The short answer is it depends...
If the App is correctly written using threads the Kernel can allocate those threads to the available cores; if it has been written as a single thread (YUK!) the Kernel won't be able to spread it around.
Traditionally Linux has been far less thread-oriented than Windows so I doubt that, for single applications, you'll find the performance enhancements any better in Linux than Windows. If anything I would expect the opposite.
I only have a quad-core processor but, as far as I am concerned, the benefit is not to allow a single program to operate more efficiently but to allow a number of programs to run at the same time all getting a decent share of processor time.
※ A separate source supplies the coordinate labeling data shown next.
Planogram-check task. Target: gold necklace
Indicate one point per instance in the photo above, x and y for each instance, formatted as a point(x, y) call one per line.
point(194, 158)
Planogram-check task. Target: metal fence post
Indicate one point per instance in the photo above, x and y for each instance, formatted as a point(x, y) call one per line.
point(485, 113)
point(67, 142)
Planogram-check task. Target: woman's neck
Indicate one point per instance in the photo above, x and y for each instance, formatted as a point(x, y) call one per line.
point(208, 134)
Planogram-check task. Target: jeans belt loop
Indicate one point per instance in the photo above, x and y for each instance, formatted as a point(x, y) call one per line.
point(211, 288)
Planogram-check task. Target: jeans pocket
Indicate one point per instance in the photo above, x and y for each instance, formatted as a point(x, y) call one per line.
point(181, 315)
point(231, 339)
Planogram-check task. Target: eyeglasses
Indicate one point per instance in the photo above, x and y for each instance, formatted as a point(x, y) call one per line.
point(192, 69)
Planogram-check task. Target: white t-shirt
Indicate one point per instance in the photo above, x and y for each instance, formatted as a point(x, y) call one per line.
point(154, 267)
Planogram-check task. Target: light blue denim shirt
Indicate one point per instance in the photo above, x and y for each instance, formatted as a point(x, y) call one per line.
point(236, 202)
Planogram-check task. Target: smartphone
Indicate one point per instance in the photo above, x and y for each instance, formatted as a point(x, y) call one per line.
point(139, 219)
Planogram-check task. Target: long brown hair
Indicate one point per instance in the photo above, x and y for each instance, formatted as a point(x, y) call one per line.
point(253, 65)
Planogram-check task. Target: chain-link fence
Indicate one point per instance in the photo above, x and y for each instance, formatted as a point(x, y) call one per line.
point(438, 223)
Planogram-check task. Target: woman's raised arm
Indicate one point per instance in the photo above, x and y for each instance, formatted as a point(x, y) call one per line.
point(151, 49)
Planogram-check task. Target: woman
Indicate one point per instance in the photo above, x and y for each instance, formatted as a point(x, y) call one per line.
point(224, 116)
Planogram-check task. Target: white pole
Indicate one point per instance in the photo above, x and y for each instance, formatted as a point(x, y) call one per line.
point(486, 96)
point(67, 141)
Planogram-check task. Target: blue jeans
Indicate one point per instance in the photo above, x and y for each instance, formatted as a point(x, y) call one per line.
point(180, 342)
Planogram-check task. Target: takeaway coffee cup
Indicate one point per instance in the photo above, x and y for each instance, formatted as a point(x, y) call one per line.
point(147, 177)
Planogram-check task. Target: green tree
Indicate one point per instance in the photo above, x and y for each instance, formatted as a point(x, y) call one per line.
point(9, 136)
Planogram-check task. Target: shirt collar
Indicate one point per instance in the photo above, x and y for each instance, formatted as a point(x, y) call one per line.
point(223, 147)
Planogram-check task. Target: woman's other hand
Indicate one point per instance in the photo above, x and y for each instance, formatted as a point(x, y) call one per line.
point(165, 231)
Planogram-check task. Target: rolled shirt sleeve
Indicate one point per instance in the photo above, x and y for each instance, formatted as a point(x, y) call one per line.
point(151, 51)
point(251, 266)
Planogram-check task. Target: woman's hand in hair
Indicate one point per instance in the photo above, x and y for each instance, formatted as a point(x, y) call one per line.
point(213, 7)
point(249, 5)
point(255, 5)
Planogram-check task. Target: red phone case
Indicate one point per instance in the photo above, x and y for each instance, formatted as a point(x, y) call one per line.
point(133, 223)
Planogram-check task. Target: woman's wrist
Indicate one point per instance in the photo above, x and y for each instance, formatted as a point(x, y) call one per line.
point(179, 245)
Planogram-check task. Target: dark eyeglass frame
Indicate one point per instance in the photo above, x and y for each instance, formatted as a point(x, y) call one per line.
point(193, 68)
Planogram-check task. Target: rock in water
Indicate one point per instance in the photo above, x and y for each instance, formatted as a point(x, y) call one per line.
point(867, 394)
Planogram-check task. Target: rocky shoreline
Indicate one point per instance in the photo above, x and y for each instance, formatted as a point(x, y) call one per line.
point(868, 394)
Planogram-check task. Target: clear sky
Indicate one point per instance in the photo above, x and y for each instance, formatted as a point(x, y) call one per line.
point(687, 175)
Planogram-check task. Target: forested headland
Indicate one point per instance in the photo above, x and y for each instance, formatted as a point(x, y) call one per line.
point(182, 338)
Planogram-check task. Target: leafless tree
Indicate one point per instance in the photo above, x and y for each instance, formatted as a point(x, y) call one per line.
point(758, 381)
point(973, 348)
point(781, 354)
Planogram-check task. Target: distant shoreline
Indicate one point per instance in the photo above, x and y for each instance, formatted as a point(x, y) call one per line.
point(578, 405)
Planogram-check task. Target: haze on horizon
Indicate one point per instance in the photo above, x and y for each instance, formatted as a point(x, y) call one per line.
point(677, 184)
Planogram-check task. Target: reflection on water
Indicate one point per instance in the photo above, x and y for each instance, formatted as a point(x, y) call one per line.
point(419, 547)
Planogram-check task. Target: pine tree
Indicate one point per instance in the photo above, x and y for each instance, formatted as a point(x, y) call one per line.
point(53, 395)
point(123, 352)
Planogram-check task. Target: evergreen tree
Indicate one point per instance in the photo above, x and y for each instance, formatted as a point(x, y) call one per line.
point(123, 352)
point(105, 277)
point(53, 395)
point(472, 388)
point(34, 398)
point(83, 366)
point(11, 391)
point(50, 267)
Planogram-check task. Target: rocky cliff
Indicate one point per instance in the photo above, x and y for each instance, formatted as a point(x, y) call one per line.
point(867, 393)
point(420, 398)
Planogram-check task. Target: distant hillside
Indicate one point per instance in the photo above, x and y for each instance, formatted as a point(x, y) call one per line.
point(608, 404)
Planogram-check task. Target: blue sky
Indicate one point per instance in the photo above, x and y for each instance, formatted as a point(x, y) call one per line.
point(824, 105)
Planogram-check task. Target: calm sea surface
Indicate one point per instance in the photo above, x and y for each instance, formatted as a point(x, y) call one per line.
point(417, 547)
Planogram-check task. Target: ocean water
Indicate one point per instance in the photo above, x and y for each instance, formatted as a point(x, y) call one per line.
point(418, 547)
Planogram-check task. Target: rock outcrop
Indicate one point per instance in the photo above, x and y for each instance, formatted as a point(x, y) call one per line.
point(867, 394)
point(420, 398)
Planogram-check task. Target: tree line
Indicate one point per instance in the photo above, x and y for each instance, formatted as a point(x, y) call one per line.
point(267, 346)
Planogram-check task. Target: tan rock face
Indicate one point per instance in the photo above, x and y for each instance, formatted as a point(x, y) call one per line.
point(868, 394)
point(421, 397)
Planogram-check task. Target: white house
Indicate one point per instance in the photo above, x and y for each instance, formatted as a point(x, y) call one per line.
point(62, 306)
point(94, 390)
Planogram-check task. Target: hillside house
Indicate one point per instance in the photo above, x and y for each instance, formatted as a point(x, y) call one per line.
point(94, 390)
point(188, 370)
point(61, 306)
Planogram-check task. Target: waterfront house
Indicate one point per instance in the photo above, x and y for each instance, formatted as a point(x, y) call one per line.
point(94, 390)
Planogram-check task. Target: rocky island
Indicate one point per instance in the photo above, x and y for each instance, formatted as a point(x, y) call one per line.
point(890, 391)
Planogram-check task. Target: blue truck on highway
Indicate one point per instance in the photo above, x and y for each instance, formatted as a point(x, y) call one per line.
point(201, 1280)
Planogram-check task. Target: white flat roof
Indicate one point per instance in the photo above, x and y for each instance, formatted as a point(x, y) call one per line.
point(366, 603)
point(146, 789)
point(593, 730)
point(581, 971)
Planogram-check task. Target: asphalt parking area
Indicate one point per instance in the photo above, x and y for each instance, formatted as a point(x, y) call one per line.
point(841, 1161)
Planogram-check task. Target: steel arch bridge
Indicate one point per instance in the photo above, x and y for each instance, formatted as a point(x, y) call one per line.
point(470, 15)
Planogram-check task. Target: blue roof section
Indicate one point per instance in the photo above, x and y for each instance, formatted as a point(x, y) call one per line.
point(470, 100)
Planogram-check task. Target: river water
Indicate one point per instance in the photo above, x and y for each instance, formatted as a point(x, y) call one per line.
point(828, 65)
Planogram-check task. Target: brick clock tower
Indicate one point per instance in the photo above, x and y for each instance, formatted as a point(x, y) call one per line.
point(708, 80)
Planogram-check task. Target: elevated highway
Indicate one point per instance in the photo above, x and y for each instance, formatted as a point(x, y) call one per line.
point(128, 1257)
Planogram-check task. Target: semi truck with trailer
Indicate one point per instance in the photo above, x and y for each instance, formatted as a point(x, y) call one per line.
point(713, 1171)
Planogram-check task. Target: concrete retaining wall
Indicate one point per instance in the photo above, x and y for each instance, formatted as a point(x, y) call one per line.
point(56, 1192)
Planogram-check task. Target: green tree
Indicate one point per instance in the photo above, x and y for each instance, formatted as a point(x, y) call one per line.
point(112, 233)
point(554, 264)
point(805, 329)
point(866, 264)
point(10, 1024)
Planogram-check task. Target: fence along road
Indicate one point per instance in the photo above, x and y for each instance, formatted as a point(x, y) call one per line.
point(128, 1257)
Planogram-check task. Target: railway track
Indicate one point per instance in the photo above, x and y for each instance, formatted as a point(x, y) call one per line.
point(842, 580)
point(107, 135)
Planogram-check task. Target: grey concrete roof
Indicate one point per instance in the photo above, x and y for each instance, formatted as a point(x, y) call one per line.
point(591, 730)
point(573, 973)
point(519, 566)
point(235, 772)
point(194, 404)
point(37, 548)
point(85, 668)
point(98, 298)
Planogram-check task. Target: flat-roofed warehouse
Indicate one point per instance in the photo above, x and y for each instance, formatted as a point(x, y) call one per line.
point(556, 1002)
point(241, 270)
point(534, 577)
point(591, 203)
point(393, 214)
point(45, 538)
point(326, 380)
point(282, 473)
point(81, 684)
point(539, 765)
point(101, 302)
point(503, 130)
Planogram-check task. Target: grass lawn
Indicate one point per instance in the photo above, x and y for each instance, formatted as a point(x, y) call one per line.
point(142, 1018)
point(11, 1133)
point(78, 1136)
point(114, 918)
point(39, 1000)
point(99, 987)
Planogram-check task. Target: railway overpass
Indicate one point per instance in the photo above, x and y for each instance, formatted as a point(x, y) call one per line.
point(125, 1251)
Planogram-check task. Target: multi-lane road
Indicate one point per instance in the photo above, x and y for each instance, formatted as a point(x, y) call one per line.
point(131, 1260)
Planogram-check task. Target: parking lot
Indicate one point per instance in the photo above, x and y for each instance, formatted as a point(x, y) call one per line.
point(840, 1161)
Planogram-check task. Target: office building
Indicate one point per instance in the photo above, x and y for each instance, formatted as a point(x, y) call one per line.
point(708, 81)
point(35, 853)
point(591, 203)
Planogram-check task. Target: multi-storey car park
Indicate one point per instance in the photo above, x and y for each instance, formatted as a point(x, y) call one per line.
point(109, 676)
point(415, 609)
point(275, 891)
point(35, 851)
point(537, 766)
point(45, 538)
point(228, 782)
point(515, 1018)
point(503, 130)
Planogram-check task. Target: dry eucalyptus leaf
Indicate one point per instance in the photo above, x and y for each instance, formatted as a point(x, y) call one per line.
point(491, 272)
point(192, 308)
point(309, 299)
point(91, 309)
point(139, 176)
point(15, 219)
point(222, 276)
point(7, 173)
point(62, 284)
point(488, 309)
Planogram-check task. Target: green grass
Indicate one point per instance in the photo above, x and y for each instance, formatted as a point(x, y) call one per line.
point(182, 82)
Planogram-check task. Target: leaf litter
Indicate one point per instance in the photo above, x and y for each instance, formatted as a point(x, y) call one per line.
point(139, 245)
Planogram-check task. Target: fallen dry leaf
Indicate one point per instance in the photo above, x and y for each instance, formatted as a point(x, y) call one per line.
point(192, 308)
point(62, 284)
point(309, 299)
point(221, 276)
In this respect you will get better performance in Linux because of the design philosophy of many small programs communicating with each other rather than one monolithic program.
I've been fiddling a bit with transcoding DVDs and have been surprised to find that this workload loads both processors on a Core 2 Duo and Athlon X2. I don't know how far this scales past two processors. You could look into the apps you have in mind to get more specific answers.
Except for transcoding, the only other workload I'm familiar with that uses multiple cores is big S/W builds like kernel compiles. I haven't done that in a long time, but back when I ran a system with dual Pentium Pros, the right command line options when building a kernel would load up both cores.
3D rendering is also very scalable, particularly ray tracing, since every ray is completely independent of the others and therefore no threads need to wait for other threads to finish before continuing.